Additional note: “Barong Brutuk" (represented by dancers covered by dry and brownies banana leaves) symbolizes woods/trees.
“Barong" or “Banaspati Raja" (dragon like figure) is a transformation “Kayu Mendep", while “Rangda" is a transformation of Dewi Uma to overcome “Banaspati Raja".
Sekar Jepun (Instrumental)
Semara, a God of love and passion, is a son of Siva (an Indian God of destruction and dance).
First coming on the stage are Semara and his new bride Ratih, a goddes of moon.
Ratih dancer retreats to the backstage for one moment and appears again putting on the mask of shedevil, Rangda.
Then the story begins. Once, one of Raksasa (starved,beast like giant tribes interior to man, with inborn power of demon), named Nilaludraka,
was anxious to acquire the power to control this world and was practising meditation. Sica descending onto this early wirld, was so impressed with his enthusiasm that she gave him the mighty power, which could ever be over come neither by goods nor man,
except Siva and half-animal monsters.
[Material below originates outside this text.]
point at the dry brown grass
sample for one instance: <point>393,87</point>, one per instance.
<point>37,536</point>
Never experiencing any defeat, Nilaludraka continued challenging battles one after another, until there was none left in heaven and on earth any more to complete with.
All the gods were flustered.
Unfotunately, Sica was devoted to meditation at the top of Himalayas.
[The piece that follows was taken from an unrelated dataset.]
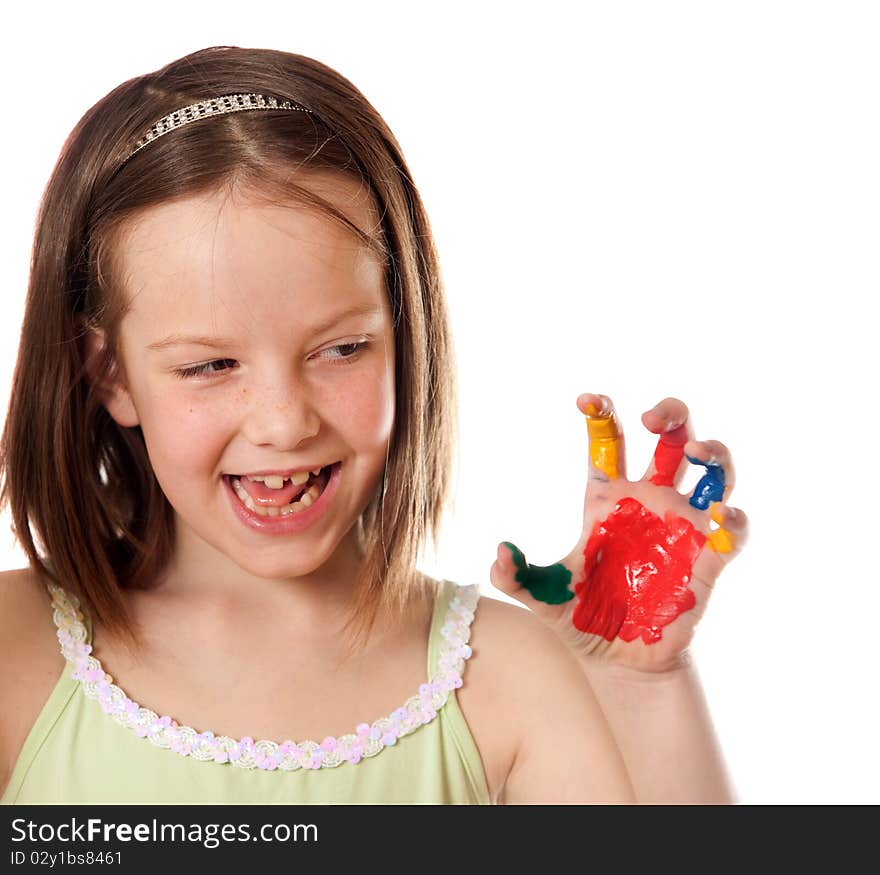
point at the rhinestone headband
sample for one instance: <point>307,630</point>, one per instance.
<point>206,108</point>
No one could approach him, because his wrath may turn any one to ashes at once.
Gods gathered and conceived a plain to send the son of Siva, Semara, to the Himalayas, the meditation of Siva was apparently disturbed.
With rage, Siva laid Semara, Ratih and all in ashes in a moment.
Opening his eye from meditation, Siva faced squarely to the death of his son and wife.
Lamenting for their unexpected death.
Siva scattered the ashes all over the world (thanks to this, it is said, man has love in his hearth)
Encouraged by love of Semara, Siva and his wife Parwati got achild, half-animal monster, who would conquer Nilaluraka.
Dancers putting on the masks of beauties or devils appear on the stage, and perform the battle between the virtue and the vice. A typical Balinese view of the world: “Rua Bineda" (every-thing has two sides, that is, all world is knitted together with opposing two elements),is said to have been represented in this dance.
Derived from the epic legends of ancient India, Ramayana and Mahabharata, the story has been accomplished as the present one.
The dance performed by male dancers putting on decil masks is "Jauk",and its expression is more violents and far exaggerated than that in "Baris".
A traditional dance is the first tahta boys learn. It depicts a courageous warrior preparing himself for battle.
Oleg Tambulilingan (Bumblebees)
Composed in the 1950s, this duet represents the courtship of two bumblebees as they filit from flower to flower in a beautiful garden.
One of the earliest Kebyar pieces and now a classic, this work was composed by Gede Manik, the originator of Kebyar. The dancer acts out the various moods of youth.